Falsifiable statement — pillar-level invalidators below. Engine-derived; not personalized advice.
| Component | Sub-score |
|---|---|
| P/E | 0.0 |
| P/S | 2.3 |
| Fwd P/E | 2.3 |
| PEG | 4.8 |
| Analyst target | 3.0 |
| Component | Sub-score |
|---|---|
| ROE | 2.7 |
| ROA | 2.6 |
| Gross margin | 10.0 |
| Op margin | 4.1 |
| Net margin | 5.2 |
| Current ratio | 7.6 |
| FCF quality | 10.0 |
| Moat | 7.9 |
| Rule of 40 | 7.5 |
| Piotroski F | 10.0 |
| Component | Sub-score |
|---|---|
| Rev growth | 8.9 |
| EPS growth | 10.0 |
| Component | Sub-score |
|---|---|
| RSI | 5.0 |
| MACD | 10.0 |
| OBV | 10.0 |
| MA position | 9.0 |
| Volume | 4.8 |
| Component | Sub-score |
|---|---|
| LLM sentiment | 4.6 |
| Analyst rating | 5.0 |
| Price target | 2.8 |
| Component | Sub-score |
|---|---|
| materiality | 5.0 |
| holder change | 5.1 |
| Component | Sub-score |
|---|---|
| value rank | 1.3 |
| quality rank | 5.3 |
| growth rank | 6.9 |
| Component | Sub-score |
|---|---|
| bollinger | 2.2 |
| support resistance | 3.9 |
| 52w position | 6.9 |
| Component | Sub-score |
|---|---|
| short interest | 6.7 |
| days to cover | 10.0 |
| volatility | 0.0 |
| put call | 0.0 |
| implied vol | 0.0 |
| beta | 4.8 |
| debt equity | 8.8 |
| news risk | 6.0 |
| Component | Sub-score |
|---|---|
| erm | 6.5 |
| earnings history | 10.0 |
| earnings timing | 5.0 |
| surprise avg | 10.0 |
| news activity | 8.0 |
Maintain position. Not compelling to add more.
L4:PATH_F_HOLDnone
SetupBreakout — Golden cross, above all MAs, RSI 66, MACD bullish
EdgeNo clear edge — No clear edge identified
SuitabilityAggressive — Beta 1.55>1.3
None of the engine's positive-conviction paths (C-quality, D-momentum) triggered — the F-path HOLD reflects balanced signals. Strongest-cleared gate: MOMENTUM:7.8>=5.5. Top dim: Growth at 9.4; weakest: Value at 2.5. No conviction either direction.

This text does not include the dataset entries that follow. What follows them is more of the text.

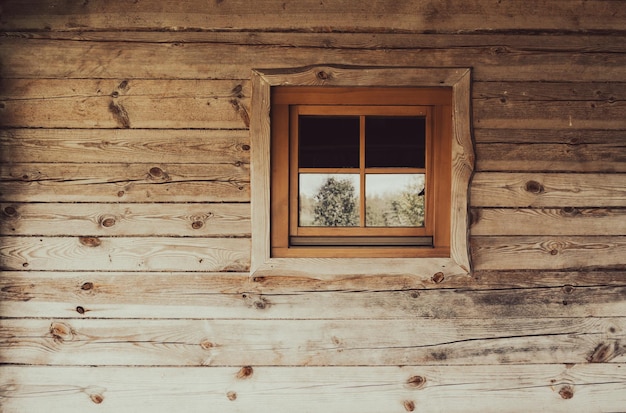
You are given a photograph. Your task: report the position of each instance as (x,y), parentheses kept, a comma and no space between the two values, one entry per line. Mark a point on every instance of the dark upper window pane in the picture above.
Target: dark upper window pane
(328,142)
(395,141)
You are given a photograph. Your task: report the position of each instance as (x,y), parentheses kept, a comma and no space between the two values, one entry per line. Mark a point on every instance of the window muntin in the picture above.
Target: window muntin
(368,127)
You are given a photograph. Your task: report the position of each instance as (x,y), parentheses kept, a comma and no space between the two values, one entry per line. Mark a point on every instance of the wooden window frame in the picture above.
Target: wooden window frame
(432,103)
(455,262)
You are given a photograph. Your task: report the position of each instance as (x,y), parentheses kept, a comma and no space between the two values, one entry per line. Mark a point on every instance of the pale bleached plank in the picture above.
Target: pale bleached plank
(234,295)
(148,342)
(498,189)
(486,389)
(122,145)
(549,252)
(545,221)
(124,182)
(87,253)
(414,15)
(82,103)
(39,58)
(190,220)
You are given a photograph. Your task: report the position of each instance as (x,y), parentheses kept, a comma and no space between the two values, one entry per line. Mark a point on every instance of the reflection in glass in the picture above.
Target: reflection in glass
(328,200)
(395,141)
(394,200)
(328,141)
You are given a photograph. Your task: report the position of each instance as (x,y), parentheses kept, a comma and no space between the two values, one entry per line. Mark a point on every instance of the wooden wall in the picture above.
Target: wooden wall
(125,213)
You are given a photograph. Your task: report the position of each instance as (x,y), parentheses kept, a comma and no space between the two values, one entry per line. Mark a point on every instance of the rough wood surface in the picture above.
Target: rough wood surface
(87,253)
(310,15)
(476,341)
(194,220)
(39,58)
(237,296)
(513,388)
(128,182)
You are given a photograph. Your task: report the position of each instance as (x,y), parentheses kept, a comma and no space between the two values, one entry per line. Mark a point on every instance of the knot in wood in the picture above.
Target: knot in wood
(91,242)
(245,372)
(61,332)
(534,187)
(566,392)
(417,382)
(322,75)
(438,277)
(156,172)
(10,211)
(107,222)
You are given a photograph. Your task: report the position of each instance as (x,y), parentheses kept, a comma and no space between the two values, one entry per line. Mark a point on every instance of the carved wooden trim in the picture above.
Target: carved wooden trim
(459,262)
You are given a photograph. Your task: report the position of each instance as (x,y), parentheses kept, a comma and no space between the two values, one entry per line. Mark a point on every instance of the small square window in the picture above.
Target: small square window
(360,171)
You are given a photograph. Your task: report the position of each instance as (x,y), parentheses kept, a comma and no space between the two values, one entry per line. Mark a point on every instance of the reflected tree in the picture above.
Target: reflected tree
(336,204)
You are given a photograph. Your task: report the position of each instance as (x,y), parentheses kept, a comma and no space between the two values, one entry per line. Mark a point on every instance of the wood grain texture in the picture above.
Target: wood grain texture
(175,220)
(548,221)
(548,190)
(549,252)
(309,15)
(38,58)
(124,182)
(122,145)
(131,103)
(515,388)
(223,296)
(124,253)
(312,342)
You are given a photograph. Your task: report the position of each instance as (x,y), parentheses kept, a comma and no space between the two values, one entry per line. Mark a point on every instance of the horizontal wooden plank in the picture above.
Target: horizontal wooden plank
(38,58)
(28,294)
(125,182)
(613,42)
(546,221)
(609,156)
(309,15)
(311,342)
(124,254)
(499,189)
(510,114)
(189,220)
(549,252)
(80,103)
(486,389)
(124,145)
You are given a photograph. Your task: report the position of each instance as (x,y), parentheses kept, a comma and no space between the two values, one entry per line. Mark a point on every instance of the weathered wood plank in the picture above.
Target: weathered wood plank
(131,103)
(546,221)
(486,389)
(549,252)
(309,15)
(123,145)
(189,220)
(38,58)
(558,114)
(124,253)
(498,189)
(311,342)
(127,182)
(236,296)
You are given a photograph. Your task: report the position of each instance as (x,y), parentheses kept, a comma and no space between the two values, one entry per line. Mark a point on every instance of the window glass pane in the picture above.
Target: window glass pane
(328,200)
(328,142)
(395,141)
(394,200)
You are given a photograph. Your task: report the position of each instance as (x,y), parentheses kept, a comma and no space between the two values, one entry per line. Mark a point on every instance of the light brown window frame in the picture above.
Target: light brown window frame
(456,263)
(432,103)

The strongest dimensions are Growth at 9.4, Catalyst at 7.9, and Momentum at 7.8; the weakest are Value at 2.5, Peer rank at 3.4, and Sentiment at 4.2. The V9 engine flagged 1 failed gate, producing an asymmetric reward-to-risk of -1.77 and an engine sizing output of AVOID.
Falsifying conditions — when triggered, the corresponding pillar's thesis is invalidated.
Trip ifEPS surprise falls below 0% for the next reported quarter.
Trip ifPrice falls more than 7% from the current $9.24 level before reaching $10.71, indicating the risk/reward geometry failed.
Trip ifForward P/E compresses below 30x while the Rule-of-40 score rises above 40 within 12 months.
Trip ifRevenue from verticals outside automotive exceeds 50% of total revenue in any reported fiscal period within 18 months.
Trip ifEPS falls below the consensus estimate by more than 5% in the upcoming quarterly report.